In 1628 after the hull was launched and interior construction began, the captain in charge of construction ordered a test in which thirty men ran from one side to the other of the ship to check stability. After only three trips the test was stopped out of fear the boat would capsize. The king was not present forthe test, but kept a steady stream of messages to the builder insisting the ship be completed as soon as possible.
On Sunday, August 10, 1628 the ship made it’s maiden voyage even though the king was in Prussia at the time. The ship was fully rigged, ballast, guns and ammunition in place. Over a hundred crewman were on board along with some women and children who were guests. Most of the people in the area turned out to watch. For the first few hundred meters (100 meters = 328 feet) the ship was pulled along with cables from the shore. When they reached a point where the wind would fill the sails, the crew climbed the rigging to set four of the ten sails. The cannons fired a salute, but before the sails could be filled with wind the ship heeled over to the port side, then heeled again even farther. Water rushed in through the open gun ports and the ship quickly sank. It had sailed about 8/10's of a mile. One hundred and fifty people were drowned.

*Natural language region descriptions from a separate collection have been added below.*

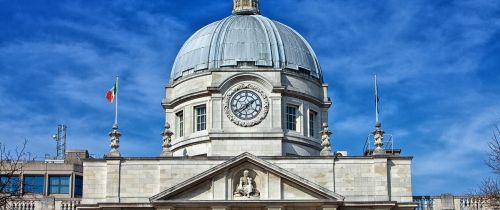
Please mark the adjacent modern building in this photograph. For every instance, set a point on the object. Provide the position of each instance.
(47, 185)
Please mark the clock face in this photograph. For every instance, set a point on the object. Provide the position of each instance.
(246, 104)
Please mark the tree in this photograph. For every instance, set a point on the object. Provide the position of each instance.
(488, 194)
(11, 165)
(490, 187)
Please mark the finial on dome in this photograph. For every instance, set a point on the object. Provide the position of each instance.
(246, 7)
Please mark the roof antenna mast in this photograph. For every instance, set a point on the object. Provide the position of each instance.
(378, 133)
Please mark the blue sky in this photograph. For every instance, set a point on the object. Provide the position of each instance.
(438, 64)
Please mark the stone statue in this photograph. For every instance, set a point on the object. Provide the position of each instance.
(245, 186)
(167, 141)
(325, 141)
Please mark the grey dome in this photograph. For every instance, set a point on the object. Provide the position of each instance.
(250, 38)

Captain Soofring Hansson who survived the sinking was immediately put in prison and a hearing ordered by the king. At the inquest every survivor and the workers as well as the people in charge of construction were questioned. It was determined the ships lack of stability was due to the underwater hull being too small and the failure to have enough weight in ballast in contrast to the upper weight of the ship. In the end no guilty party was found because everything had been done was ordered by King Gustafus Adolphus. He determined all the measurements as well as ordering all the heavy cannons. He also approved all the construction. It was an enormous economic loss as well as a military loss.
Attempts to raise the ship after the sinking were unsuccessful. It lay on the bottom until 1961 when some three hundred plus years later the ship was raised. A portion of the ship with artifacts and a scale model are in a museum. The Vasa Museum is in Stockholm and part of the national maritime museums.
Well, there you are. A true story of royal arrogance and incompetency combined with people who were afraid to speak out against authority. A lot of morals can be drawn about this, but I leave those up to you.